Inflation jitters were put aside on Wednesday morning as investors eyed potential bargains in the aftermath of the London market’s worst session in nearly three months.
The FTSE 100 index regained its poise after skidding 2.5% yesterday, when markets went into selling mode on fears that interest rates may need to rise sooner than expected in order to stop economies from overheating.
A resilient finish on Wall Street last night, amid reassurances from policymakers that inflationary pressures should only be transitory, helped calm the mood.
The mining sector, which has ridden the commodities price boom in recent months as China and other economies rebuild, was behind today’s recovery as the FTSE 100 index returned to the 7,000 threshold in early trading. It was later 40.92 points higher at 6,988.91.
Glencore and Rio Tinto were 2% higher, while Tesla backer Scottish Mortgage Investment Trust recouped some of yesterday’s 5% fall with a gain of 21.5p to 1,106.5p.
Spirax-Sarco Engineering joined the risers after the thermal energy management and pumping specialist reported a strong start to 2021 trading.
The Cheltenham-based company, which has weathered a fair few economic storms in its 130 years, continues to benefit from “exceptional” Covid-19 vaccine related demand at its Watson-Marlow fluid technologies arm.

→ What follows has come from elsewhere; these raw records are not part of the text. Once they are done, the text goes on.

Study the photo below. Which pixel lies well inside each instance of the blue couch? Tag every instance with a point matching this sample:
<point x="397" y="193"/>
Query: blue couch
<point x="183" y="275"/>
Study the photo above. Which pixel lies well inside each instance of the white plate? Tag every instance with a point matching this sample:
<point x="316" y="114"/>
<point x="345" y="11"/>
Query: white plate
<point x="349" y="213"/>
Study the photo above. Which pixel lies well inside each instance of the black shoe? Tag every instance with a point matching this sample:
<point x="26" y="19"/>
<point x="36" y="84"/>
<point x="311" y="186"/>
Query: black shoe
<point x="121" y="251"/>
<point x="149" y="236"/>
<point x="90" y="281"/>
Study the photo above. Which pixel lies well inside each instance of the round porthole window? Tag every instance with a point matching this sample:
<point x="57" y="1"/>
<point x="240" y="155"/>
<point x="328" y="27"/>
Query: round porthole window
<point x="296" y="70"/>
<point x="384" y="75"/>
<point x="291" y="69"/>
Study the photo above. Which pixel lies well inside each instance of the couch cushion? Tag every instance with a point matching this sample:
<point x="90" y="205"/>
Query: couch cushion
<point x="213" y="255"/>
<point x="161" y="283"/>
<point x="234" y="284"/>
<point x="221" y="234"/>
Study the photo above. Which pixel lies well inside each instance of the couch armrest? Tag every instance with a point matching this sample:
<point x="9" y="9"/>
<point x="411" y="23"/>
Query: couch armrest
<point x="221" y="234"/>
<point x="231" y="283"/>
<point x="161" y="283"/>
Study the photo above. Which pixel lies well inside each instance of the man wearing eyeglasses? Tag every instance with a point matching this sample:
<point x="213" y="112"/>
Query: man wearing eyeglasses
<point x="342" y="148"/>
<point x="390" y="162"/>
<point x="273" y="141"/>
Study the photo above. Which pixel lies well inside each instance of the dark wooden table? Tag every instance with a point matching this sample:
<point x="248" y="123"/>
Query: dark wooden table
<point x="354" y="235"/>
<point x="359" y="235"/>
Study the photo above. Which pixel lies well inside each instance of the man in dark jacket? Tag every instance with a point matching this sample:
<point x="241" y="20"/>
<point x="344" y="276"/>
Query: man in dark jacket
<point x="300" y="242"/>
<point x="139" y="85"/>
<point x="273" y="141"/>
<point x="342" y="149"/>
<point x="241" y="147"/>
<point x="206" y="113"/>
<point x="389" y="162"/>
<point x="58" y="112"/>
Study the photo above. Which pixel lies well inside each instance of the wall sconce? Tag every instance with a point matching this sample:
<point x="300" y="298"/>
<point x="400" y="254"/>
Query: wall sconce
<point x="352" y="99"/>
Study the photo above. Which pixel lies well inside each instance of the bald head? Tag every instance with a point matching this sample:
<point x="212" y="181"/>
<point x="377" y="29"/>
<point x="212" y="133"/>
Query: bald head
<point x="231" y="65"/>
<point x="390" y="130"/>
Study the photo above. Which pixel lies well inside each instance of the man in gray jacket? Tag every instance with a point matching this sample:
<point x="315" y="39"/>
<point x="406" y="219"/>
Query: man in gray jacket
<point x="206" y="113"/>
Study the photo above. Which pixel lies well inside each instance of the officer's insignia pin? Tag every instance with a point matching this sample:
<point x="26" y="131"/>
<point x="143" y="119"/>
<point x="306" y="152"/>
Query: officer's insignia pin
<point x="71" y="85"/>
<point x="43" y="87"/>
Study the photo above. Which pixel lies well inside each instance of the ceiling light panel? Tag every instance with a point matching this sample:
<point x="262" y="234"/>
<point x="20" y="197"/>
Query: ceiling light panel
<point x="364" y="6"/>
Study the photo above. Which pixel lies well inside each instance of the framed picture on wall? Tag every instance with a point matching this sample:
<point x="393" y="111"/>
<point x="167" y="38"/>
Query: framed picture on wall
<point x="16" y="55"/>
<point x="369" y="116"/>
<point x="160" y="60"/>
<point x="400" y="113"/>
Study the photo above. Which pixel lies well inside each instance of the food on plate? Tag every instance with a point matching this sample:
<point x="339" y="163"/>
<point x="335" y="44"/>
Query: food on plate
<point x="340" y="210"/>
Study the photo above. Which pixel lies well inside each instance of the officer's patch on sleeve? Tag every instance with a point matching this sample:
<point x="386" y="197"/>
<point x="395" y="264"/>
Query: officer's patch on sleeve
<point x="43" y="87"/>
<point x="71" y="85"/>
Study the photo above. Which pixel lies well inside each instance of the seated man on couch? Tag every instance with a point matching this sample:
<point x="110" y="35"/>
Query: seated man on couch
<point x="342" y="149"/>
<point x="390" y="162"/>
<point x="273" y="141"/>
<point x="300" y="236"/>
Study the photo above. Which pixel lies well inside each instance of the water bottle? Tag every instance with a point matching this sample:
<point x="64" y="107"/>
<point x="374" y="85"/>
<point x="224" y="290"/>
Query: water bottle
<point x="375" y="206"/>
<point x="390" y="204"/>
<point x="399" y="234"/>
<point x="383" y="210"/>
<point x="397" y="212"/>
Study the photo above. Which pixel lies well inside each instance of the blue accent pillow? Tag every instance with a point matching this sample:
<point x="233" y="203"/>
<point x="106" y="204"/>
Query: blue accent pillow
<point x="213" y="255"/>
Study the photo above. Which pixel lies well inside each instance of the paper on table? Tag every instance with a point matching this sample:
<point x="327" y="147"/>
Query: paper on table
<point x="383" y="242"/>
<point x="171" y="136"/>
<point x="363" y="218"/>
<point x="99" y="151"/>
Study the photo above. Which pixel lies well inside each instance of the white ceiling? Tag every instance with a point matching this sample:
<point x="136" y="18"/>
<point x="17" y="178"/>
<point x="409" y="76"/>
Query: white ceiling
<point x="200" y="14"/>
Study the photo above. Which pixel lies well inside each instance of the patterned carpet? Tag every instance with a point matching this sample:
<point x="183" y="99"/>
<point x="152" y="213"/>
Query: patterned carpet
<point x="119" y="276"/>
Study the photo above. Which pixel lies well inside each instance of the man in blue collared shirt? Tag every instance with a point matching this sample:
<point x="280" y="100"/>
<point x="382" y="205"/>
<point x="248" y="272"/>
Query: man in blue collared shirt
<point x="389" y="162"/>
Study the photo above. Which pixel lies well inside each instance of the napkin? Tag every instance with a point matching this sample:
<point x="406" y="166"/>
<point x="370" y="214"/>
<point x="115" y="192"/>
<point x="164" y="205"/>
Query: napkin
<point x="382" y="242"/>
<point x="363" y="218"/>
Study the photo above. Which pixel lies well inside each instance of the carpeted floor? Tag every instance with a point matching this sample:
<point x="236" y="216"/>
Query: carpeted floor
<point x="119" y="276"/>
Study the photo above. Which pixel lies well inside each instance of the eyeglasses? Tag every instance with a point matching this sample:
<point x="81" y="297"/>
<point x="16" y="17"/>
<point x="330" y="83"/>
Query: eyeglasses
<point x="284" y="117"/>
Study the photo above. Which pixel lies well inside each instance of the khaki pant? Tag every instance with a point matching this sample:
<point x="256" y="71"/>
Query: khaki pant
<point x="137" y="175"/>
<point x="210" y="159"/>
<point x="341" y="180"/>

Despite being one of London’s lesser known blue-chip stocks, Spirax-Sarco is now worth almost £9 billion as shares climbed another 3% or 345p to 11,900p today.
The FTSE 250 index was 41.33 points higher at 22,208.47, with paving specialist Marshalls one of the biggest gainers after reporting trading ahead of expectations. Shares lifted 40.5p to 763p on strong demand in the domestic market.
National Express added 0.2p to 298.8p after revealing 2021 operating profits are running ahead of a year ago, despite Covid-related restrictions. Its coaches are currently on 13% of their pre-Covid mileage, with occupancy of 85% equating to 8% of 2019 passenger numbers.